When it comes to dead people taken to private hospitals, their personal details are recorded on a form which is then sent “within 24” hours to the ministry to be incorporated into the central database.

The “information centre”, a special agency of the ministry, is tasked with cross-checking the information provided by “government” and private hospitals to “ensure that there are no duplicates or errors” before entering the names into the database.

Residents of Gaza are also asked by the Palestinian authorities to inform about the loss of someone of their own through the website of the Ministry of Health, which uses this data for its intersections.

The ministry is staffed by employees of the Palestinian Authority, whose headquarters are in Ramallah, and of Hamas, the rival movement that took power in 2007 in the Gaza Strip.

Research by NGO Airwars, which specializes in the impact of war on civilians, analyzing nearly 3,000 names of the dead, found “a strong correlation between official data … and what Palestinian citizens report online – 75% of publicly reported names also appear on the list of the Ministry of Health”.

The study notes, however, that during the war, the ministry’s statistics “became less accurate” as damage to the health system made this task more difficult.

For example, of the 400 computers at Nasser Hospital, one of the last partially functioning health facilities in the southern Gaza Strip, only 50 are working, director Atef Al-Hout told AFP.

Although Israeli authorities regularly dispute Hamas statistics that do not give details of the number of civilian and militant casualties, as they suspect they have been falsified, the army and the prime minister do not dispute the scale of the overall toll.

In Gaza, the Hamas government’s press services estimate that about 70% of the nearly 40,000 dead are women (about 11,000) and children (at least 16,300).

In Israel, the unprecedented attack by Hamas in the southern part of the country on 7 October 2023 claimed the lives of 1,198 people, the majority of them civilians, according to an AFP count based on official Israeli figures.

The daily reports published by the Hamas Ministry of Health have sometimes been questioned, as by US President Joe Biden, who expressed reservations about their credibility at the beginning of the conflict.
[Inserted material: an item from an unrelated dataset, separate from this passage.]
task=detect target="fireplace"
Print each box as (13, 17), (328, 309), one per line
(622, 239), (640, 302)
But last March, he spoke of “thousands and thousands” of civilians killed, no longer commenting on the validity of the ministry’s statistics, which also record the wounded.

These accounts are figures cited by the majority of international organizations, and several UN agencies, including the one responsible for Palestinian refugees (Unrwa), consider them reliable.

“In the past, the statistics of five or six rounds of conflict in the Gaza Strip were considered reliable. No one has really challenged this evidence,” said UNRWA chief Philip Lazzarini in Jerusalem in late October.

A study published by the medical journal The Lancet estimated that 186,000 deaths could be attributed to the conflict raging in the Gaza Strip, including indirect deaths such as those related to the crisis in the health system.